No one likes commodities; somehow commodities are a dirty word, the root of all-evil. Along with labor cost they are the components that make up inflation, cost of living, which is the economic malaise undermining our future financial prosperity. This is at least according to the country’s bankers that “printall the money.

Back in May 2006, 5 years ago, I published a news brief head lined: “FOOD and Other Trading Opportunities.”  It forecast that the bull market in commodity prices was far  from over and for a few good reasons. The biggest one is that no one was seeing it; the bull meekness had not yet become “democratized bravado.  In other words all the punters, the two bit speculators –  had not been pulled into the gold and commodity markets  like they had been pulled into the real estate bubble and the dot com bubble among others just in time to see them bust.

Today – 5 years latter – we are not seeing the signs of broad based public participation in these markets and just the early signs of the business news media beating the inflationary drum. Until we do, the trend will continue. What about the events you say, what if they stop?

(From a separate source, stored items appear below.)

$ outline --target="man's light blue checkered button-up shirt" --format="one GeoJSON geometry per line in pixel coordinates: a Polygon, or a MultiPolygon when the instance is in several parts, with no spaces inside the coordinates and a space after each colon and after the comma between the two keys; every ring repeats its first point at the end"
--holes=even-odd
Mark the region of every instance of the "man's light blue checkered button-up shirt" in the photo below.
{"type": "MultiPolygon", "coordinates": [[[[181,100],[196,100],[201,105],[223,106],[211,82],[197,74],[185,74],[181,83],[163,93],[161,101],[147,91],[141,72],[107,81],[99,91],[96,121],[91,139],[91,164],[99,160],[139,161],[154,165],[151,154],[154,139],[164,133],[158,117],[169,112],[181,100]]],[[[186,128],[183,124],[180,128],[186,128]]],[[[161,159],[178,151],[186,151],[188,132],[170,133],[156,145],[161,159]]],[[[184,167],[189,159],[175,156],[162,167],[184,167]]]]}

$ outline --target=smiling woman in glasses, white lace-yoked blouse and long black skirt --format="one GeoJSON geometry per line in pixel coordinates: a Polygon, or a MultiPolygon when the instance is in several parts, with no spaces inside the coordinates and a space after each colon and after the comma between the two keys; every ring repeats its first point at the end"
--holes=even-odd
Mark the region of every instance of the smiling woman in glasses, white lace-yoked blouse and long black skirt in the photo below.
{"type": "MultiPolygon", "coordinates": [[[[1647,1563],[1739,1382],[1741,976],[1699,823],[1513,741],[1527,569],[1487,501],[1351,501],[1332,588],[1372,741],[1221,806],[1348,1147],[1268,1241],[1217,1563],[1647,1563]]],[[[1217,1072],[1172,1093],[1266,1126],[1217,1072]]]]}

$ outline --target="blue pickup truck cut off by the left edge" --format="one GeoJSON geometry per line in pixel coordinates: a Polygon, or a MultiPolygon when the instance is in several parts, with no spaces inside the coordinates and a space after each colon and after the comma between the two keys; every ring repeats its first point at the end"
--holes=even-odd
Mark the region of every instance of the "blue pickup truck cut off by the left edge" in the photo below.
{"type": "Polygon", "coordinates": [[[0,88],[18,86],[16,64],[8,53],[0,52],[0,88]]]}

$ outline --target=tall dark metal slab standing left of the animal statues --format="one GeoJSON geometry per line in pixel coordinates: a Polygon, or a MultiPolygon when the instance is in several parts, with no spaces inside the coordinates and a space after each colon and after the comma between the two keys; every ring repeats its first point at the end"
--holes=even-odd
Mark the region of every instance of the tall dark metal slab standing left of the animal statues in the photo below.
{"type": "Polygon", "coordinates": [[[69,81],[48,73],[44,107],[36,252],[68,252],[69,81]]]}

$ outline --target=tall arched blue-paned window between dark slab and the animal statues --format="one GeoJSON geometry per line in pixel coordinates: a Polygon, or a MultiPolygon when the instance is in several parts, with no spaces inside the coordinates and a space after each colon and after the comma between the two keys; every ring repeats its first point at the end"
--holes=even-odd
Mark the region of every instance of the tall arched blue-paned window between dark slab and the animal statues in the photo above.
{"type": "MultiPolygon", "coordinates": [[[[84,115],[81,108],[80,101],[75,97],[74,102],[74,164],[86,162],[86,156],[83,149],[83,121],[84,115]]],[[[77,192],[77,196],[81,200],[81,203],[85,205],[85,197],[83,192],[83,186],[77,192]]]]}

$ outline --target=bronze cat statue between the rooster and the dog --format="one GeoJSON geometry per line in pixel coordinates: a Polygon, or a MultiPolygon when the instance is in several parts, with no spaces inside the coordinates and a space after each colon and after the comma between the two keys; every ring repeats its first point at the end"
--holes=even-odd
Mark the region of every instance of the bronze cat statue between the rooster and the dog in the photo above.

For one the demand and supply imbalances that are now put into motion today will not be pushed back by a few up ticks in the prime lending rate. Furthermore, the events lag the market. No it’s not voodoo, it’s the way cycles are. For those of you who would like to learn more about cycles, we invite you to join up at the “Foundation for the Study of Cycles.”  Yep it’s free!

Are we close to the commodity bull market’s end? With a big bang 9 point quack just offshore HonShu Japan it the can certainly be leading edge to a major top. Major events can be  coincidental to major turns or preceding it by a span of time like 9/11. However, with the supply and demand imbalances this cluster of disasters has created, the bull market in commodities is higher for the year 2011. This rising tide will float most assets including stocks.  Which leave me with two last bits? During this decline look for the cream to rise to the top. It is the leadership in the market and where you should put your risk capital.